Isis se pince les lèvres en acquiesçant, elle préférait avoir Joyce près d'elle plutôt qu'à l'autre bout du salon. Il ne fait que la distraire à la caresser et Isis s'en veut de lui avoir retirer son harnais indiquant son statut. Elle ne voulait pas recevoir de questions mais voici qu'elle se tient en état de détresse émotionnelle.
Elle plante ses ongles avec force contre ses cuisses, ce que Pierre remarque bien. Il finit par dire à sa famille qu'ils devraient passer à table, et tout le monde quitte le salon pour rejoindre la terrasse où la table est déjà installée pour le grand malheur de Isis. Son regard est véritablement paniqué, elle n'a plus manger en terrasse depuis des années et elle sent son cœur flancher.
- Pierre, je peux pas, murmure-t-elle d'une voix étranglée.
Il ne reste qu'eux dans le salon et le pilote se pince les lèvres avec force en essuyant tendrement la larme solitaire roulant sur sa joue. Sans attendre, ses bras enlacent la brune qu'il serre avec force contre lui tandis qu'un sanglot s'échappe de ses lèvres.

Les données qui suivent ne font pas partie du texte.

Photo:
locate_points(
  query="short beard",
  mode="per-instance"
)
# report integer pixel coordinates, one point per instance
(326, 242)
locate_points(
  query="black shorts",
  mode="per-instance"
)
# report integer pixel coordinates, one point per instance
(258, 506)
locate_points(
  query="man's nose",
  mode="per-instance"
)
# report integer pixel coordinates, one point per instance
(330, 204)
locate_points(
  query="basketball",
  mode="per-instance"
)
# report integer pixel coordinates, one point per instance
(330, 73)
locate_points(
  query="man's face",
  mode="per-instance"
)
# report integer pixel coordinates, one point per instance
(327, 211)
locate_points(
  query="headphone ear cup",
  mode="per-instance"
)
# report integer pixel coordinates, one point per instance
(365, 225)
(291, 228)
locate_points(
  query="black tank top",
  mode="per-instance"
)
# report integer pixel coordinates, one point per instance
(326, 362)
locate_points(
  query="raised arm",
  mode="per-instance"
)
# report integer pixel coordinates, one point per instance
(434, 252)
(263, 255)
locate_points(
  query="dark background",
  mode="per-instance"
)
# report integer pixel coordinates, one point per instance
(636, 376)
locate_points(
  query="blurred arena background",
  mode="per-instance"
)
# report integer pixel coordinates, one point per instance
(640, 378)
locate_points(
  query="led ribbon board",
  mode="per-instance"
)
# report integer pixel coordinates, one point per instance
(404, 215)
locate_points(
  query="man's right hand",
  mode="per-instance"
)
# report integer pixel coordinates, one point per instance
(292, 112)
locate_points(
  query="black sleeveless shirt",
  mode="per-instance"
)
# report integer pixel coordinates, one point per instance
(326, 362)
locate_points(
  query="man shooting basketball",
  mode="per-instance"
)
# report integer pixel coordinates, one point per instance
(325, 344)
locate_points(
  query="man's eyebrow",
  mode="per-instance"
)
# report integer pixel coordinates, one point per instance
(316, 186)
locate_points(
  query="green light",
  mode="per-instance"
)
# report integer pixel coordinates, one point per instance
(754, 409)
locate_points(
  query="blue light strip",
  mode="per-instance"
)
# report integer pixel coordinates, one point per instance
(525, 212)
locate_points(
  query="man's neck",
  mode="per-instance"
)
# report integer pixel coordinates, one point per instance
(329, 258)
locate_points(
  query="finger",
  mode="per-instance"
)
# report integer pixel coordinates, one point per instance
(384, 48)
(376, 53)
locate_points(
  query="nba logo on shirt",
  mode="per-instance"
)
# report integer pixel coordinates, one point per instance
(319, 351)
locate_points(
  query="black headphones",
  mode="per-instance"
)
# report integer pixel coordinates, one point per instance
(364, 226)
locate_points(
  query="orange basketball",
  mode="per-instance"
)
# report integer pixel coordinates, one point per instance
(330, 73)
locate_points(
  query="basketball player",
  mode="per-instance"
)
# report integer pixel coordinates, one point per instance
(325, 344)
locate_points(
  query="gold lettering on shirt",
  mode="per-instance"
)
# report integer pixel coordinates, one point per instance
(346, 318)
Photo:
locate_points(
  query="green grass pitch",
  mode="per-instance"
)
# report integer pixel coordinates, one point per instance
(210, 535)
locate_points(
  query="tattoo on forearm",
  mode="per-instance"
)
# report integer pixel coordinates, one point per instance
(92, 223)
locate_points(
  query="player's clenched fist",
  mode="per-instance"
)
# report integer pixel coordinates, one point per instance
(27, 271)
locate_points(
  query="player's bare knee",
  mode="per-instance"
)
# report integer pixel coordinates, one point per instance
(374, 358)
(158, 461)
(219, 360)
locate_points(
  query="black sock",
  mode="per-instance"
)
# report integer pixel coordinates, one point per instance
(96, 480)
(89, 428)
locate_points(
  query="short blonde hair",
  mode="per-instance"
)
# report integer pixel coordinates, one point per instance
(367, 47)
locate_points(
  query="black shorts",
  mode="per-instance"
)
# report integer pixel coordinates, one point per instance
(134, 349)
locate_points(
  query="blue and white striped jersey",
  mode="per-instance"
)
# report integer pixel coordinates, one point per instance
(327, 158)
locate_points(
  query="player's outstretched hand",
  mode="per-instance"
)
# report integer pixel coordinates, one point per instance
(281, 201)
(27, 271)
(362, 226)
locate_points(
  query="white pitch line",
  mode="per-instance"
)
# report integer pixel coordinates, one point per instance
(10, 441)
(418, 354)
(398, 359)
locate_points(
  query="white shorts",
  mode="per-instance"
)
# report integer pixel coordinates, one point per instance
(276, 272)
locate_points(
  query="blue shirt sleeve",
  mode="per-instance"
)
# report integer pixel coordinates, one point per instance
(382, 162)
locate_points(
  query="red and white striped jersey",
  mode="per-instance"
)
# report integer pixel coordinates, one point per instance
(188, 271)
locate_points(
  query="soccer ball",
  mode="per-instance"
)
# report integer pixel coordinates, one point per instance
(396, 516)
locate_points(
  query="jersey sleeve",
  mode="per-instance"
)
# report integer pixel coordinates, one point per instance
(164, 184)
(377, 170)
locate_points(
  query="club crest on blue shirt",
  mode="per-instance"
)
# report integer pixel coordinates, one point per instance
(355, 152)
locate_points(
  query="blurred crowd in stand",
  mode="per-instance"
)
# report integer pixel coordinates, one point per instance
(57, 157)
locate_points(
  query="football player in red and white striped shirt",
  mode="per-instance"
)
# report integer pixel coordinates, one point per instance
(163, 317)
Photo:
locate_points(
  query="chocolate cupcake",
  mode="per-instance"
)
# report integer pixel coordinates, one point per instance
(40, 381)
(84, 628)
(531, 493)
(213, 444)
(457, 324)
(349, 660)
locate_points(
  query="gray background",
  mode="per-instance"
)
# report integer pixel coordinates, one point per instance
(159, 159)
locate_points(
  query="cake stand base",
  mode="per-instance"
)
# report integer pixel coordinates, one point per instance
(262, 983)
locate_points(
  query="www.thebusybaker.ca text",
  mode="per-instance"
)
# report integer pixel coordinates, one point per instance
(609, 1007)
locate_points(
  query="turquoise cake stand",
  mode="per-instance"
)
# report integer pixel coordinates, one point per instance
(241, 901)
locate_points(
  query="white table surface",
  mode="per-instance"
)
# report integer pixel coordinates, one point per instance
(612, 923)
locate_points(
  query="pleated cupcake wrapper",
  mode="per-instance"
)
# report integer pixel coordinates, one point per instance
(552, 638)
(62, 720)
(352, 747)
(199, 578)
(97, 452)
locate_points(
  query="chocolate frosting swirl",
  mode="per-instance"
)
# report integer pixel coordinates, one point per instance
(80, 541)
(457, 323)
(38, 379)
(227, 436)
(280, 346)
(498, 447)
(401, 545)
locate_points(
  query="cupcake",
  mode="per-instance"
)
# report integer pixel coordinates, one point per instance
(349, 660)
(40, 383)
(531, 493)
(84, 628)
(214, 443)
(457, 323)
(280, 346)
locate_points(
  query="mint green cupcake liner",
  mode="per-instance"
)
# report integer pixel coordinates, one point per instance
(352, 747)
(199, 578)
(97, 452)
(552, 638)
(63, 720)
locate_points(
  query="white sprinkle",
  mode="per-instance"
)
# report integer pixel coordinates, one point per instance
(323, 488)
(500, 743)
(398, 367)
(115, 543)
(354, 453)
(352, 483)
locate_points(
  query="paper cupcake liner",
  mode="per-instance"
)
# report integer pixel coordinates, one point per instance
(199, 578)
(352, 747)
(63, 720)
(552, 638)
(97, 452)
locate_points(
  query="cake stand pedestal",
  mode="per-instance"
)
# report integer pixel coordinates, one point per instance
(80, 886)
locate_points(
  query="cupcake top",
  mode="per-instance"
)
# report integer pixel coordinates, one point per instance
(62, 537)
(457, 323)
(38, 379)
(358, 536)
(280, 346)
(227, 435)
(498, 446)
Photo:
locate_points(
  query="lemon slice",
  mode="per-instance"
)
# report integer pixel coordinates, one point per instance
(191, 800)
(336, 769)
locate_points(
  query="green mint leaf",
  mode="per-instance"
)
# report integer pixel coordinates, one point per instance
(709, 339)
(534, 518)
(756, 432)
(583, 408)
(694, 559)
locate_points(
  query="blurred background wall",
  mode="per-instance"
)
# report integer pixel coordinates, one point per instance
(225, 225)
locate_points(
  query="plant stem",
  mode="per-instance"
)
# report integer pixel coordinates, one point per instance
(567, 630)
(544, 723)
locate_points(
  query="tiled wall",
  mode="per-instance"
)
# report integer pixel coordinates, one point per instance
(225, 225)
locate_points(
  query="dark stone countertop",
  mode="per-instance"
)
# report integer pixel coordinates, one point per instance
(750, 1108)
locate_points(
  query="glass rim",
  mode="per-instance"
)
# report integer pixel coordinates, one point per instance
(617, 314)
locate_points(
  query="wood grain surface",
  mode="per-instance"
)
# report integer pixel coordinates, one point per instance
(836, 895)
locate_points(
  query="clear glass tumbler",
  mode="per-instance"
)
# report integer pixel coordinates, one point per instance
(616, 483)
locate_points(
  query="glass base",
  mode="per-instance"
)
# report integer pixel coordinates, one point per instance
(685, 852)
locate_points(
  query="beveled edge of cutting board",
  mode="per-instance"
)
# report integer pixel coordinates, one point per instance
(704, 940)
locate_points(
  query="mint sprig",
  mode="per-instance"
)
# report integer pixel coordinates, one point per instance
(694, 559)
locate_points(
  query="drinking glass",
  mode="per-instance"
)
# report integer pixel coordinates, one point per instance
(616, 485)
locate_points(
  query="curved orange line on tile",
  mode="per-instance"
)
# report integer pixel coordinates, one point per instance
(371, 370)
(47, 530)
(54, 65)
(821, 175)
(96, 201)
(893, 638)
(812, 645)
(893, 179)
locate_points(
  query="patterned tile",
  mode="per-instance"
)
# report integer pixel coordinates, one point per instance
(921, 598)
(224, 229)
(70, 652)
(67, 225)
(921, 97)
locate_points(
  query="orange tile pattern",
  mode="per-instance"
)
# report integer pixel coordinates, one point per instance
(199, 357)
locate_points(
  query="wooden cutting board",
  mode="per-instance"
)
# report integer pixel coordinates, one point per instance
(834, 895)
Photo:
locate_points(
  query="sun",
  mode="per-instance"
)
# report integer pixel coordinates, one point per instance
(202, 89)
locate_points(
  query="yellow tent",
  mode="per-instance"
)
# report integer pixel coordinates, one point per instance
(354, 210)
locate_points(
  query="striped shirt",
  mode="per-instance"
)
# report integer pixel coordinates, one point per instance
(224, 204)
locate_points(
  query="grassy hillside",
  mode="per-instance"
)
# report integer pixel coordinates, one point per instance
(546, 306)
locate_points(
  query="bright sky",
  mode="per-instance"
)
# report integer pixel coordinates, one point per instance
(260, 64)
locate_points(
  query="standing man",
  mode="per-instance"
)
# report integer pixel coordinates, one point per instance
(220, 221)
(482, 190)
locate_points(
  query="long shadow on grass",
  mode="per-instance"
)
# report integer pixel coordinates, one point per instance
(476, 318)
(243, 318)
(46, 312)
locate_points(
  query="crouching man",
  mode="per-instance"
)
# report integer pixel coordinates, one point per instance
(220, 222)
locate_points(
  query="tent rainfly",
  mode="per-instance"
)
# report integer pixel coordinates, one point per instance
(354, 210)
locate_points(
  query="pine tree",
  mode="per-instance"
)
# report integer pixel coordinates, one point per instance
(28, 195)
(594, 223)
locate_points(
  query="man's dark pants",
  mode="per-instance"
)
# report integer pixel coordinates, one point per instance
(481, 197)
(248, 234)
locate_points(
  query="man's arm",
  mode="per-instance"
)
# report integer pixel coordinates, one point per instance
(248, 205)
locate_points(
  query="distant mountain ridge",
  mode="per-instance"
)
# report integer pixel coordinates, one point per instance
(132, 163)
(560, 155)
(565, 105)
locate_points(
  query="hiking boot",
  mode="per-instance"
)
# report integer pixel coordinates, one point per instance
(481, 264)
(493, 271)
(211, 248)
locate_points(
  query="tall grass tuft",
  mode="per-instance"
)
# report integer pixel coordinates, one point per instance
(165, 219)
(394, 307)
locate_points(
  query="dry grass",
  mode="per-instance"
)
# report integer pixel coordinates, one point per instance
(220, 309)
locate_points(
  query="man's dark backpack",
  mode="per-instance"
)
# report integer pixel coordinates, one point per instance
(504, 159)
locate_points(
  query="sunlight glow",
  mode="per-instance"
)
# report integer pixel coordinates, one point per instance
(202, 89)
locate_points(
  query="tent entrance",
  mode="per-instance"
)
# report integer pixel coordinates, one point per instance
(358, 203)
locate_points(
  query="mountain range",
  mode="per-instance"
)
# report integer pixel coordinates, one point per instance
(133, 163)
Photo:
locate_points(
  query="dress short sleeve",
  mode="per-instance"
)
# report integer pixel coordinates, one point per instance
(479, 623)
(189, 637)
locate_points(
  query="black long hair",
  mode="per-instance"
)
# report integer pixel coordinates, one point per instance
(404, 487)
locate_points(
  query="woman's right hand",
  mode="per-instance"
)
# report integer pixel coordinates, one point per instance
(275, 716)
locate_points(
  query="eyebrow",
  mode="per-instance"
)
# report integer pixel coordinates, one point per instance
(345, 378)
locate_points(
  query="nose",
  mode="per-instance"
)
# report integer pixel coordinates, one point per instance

Isis reste dans cette étreinte en attendant que son angoisse passe. Le pilote frotte son dos de bas en haut, ce geste est apaisant. Elle ne veut vraiment pas y aller, ce que Pierre a bien compris, mais il attend que ses larmes cessent avant de se lever pour demander à sa famille de regagner l'intérieur. Il ne sait pas quelle excuse inventer, il ne peut pas non plus divulguer les craintes de Isis, il reste simplement impuissant à déposer un tendre baiser sur son front.
- Mon poussin, est-ce que tu peux ramener...
Pascale vient de traverser la baie vitrée et elle tombe nez à nez face aux deux amoureux enlacés. Elle voit les larmes sur les joues rosées de Isis et elle s'approche immédiatement d'eux. Avant qu'elle n'ait le temps de poser une question, Pierre la devance :
- Ne pose pas de questions man' mais dis leur de rentrer à l'intérieur pour manger s'il te plaît.
La mère de famille hoche de la tête mais son inquiétude ne diminue pas en voyant l'état de la jeune femme que tient son fils dans ses bras. Elle ne pose pas de questions et elle s'empresse de faire le chemin inverse et Pierre peut entendre sa voix lorsqu'elle déclare :
- Il va falloir rentrer, ils annoncent de la pluie dans une quinzaine de minutes !
Aussitôt un brouhaha commence tandis que toute la famille rentre à l'intérieur et Isis se sent mieux en étant installée dedans, face à la baie vitrée. Ses yeux rougis ne font aucun doute sur le fait qu'elle a pleuré mais personne n'en fait la remarque ou la questionne.
Au milieu du repas, une léchouille attire son attention et Isis baisse les yeux vers la golden qui vient de laisser sa langue râpeuse glisser sur son avant-bras dans un geste affectif. Elle esquisse un petit sourire en comprenant qu'elle a fait le tour de toutes les personnes présentes à cette table. Il s'agit de sa manière à elle de lui dire qu'elle ne risque rien.
Et Isis en est soulagée, même si le plus dur reste à affronter dans la soirée.